Mar 2 19:23:23 litemasha mysqld[1246]: 190302 19:23:23 [ERROR] mysqld got signal 11 ;
Mar 2 19:23:23 litemasha mysqld[1246]: This could be because you hit a bug. It is also possible that this binary
Mar 2 19:23:23 litemasha mysqld[1246]: or one of the libraries it was linked against is corrupt, improperly built,
Mar 2 19:23:23 litemasha mysqld[1246]: or misconfigured. This error can also be caused by malfunctioning hardware.
Mar 2 19:23:23 litemasha mysqld[1246]: To report this bug, see https://mariadb.com/kb/en/reporting-bugs
Mar 2 19:23:23 litemasha mysqld[1246]: We will try our best to scrape up some info that will hopefully help
Mar 2 19:23:23 litemasha mysqld[1246]: diagnose the problem, but since we have already crashed,
Mar 2 19:23:23 litemasha mysqld[1246]: something is definitely wrong and this may fail.
Mar 2 19:23:23 litemasha mysqld[1246]: Server version: 10.3.13-MariaDB-1:10.3.13+maria~xenial
Mar 2 19:23:23 litemasha mysqld[1246]: key_buffer_size=134217728
Mar 2 19:23:23 litemasha mysqld[1246]: read_buffer_size=2097152
Mar 2 19:23:23 litemasha mysqld[1246]: max_used_connections=23
Mar 2 19:23:23 litemasha mysqld[1246]: max_threads=202
Mar 2 19:23:23 litemasha mysqld[1246]: thread_count=21
Mar 2 19:23:23 litemasha mysqld[1246]: It is possible that mysqld could use up to
Mar 2 19:23:23 litemasha mysqld[1246]: key_buffer_size + (read_buffer_size + sort_buffer_size)*max_threads = 1376643 K bytes of memory
Mar 2 19:23:23 litemasha mysqld[1246]: Hope that's ok; if not, decrease some variables in the equation.

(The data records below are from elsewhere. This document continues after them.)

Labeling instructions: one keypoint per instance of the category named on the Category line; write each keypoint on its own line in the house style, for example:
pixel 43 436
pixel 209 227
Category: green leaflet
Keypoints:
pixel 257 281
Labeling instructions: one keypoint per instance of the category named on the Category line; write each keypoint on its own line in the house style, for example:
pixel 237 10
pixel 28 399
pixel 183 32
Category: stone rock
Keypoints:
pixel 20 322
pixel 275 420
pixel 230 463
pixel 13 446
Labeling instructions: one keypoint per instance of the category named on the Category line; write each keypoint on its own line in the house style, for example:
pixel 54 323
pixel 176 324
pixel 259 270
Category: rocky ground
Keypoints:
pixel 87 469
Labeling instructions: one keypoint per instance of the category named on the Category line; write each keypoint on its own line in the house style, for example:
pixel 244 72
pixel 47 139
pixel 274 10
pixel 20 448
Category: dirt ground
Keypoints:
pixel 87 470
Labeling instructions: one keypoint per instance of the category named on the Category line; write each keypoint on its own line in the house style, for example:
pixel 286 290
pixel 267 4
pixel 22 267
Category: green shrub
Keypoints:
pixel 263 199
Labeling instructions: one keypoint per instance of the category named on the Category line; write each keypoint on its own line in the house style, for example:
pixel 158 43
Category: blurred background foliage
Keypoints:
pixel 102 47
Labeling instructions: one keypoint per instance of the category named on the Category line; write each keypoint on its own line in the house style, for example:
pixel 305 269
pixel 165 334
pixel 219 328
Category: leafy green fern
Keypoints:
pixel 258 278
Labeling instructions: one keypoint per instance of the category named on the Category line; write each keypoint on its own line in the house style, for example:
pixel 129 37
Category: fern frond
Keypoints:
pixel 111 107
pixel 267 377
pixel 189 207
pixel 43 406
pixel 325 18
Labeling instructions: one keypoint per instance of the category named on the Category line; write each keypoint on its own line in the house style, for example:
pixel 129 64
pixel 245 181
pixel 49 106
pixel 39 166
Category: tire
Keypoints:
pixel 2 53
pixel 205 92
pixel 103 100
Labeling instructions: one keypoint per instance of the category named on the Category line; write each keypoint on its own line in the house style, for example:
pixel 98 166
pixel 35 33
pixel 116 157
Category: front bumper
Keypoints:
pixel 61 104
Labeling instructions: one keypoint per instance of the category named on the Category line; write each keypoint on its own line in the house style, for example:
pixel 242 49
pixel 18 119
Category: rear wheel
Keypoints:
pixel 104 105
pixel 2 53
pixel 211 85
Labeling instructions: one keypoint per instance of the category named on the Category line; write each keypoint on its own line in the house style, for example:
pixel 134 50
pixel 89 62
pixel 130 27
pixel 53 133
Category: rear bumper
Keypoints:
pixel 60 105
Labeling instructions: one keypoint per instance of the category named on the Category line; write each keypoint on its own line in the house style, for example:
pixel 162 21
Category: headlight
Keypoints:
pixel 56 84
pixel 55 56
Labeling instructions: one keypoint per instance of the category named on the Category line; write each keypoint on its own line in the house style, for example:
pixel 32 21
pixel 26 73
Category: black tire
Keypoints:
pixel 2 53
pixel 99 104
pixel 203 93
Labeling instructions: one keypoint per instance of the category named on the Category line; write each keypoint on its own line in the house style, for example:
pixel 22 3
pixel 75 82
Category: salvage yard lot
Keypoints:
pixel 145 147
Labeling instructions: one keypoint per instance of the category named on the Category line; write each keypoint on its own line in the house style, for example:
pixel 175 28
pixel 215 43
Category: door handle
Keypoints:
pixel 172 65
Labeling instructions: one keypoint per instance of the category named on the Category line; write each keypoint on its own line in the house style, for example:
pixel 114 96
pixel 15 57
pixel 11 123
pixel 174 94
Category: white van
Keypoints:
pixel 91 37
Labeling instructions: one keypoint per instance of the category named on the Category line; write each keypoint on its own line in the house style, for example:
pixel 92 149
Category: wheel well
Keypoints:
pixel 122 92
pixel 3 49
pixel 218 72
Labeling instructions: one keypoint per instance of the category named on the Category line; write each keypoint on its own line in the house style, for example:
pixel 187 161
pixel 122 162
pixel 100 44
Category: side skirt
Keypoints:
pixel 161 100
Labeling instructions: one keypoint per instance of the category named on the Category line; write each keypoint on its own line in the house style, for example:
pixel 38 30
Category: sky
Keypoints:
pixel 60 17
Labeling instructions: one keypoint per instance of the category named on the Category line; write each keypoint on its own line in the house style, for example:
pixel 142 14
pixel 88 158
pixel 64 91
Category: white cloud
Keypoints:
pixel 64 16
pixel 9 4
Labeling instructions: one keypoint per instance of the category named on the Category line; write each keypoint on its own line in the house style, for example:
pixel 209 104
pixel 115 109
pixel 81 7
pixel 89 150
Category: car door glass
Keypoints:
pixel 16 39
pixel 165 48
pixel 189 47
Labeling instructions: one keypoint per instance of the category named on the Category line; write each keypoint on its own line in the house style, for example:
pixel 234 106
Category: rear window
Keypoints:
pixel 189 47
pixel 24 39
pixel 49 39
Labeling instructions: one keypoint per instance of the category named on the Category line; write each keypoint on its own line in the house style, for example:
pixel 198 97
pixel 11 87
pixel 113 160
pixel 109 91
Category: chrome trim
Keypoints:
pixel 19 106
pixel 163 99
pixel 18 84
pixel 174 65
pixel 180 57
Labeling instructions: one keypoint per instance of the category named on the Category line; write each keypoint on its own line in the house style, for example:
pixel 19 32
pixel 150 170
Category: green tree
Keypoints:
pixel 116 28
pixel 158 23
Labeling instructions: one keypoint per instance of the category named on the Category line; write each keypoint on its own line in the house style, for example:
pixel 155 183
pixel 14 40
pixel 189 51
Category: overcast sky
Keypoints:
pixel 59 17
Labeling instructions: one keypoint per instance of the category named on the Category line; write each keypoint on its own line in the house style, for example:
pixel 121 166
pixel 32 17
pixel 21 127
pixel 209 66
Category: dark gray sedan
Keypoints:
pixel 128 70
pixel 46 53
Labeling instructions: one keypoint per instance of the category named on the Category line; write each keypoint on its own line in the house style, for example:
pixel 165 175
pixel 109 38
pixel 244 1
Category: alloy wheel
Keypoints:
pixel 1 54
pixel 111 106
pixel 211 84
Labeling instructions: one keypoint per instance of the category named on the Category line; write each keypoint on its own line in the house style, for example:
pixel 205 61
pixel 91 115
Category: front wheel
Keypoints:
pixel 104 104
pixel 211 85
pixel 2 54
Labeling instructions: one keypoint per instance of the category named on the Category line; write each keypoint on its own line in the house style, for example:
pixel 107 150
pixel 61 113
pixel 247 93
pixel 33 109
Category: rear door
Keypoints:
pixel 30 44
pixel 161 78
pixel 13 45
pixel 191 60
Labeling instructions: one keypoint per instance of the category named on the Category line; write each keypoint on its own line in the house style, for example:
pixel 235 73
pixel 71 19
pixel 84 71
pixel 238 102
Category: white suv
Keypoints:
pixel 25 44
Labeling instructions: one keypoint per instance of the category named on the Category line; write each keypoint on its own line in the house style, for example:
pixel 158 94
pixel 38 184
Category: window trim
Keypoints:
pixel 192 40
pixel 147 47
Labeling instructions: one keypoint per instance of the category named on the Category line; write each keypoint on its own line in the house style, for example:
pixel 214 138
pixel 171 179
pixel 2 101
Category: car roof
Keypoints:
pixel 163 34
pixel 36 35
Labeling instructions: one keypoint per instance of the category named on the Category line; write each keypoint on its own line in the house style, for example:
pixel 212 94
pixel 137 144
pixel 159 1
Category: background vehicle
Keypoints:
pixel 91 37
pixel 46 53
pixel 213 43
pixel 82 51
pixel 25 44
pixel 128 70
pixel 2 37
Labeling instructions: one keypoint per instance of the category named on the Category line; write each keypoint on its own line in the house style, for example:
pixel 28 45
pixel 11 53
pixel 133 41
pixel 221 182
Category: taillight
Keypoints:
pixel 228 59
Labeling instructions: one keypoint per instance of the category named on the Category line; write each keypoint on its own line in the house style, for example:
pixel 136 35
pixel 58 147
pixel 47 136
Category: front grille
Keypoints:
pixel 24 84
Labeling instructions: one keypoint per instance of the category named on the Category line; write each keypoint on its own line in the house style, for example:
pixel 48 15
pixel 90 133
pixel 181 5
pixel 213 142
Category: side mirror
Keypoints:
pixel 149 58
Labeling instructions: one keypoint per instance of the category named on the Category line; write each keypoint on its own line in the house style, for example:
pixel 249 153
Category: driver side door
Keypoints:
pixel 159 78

Mar 2 19:23:23 litemasha mysqld[1246]: Thread pointer: 0x7f9f30269288
Mar 2 19:23:23 litemasha mysqld[1246]: Attempting backtrace. You can use the following information to find out
Mar 2 19:23:23 litemasha mysqld[1246]: where mysqld died. If you see no messages after this, something went
Mar 2 19:23:23 litemasha mysqld[1246]: terribly wrong...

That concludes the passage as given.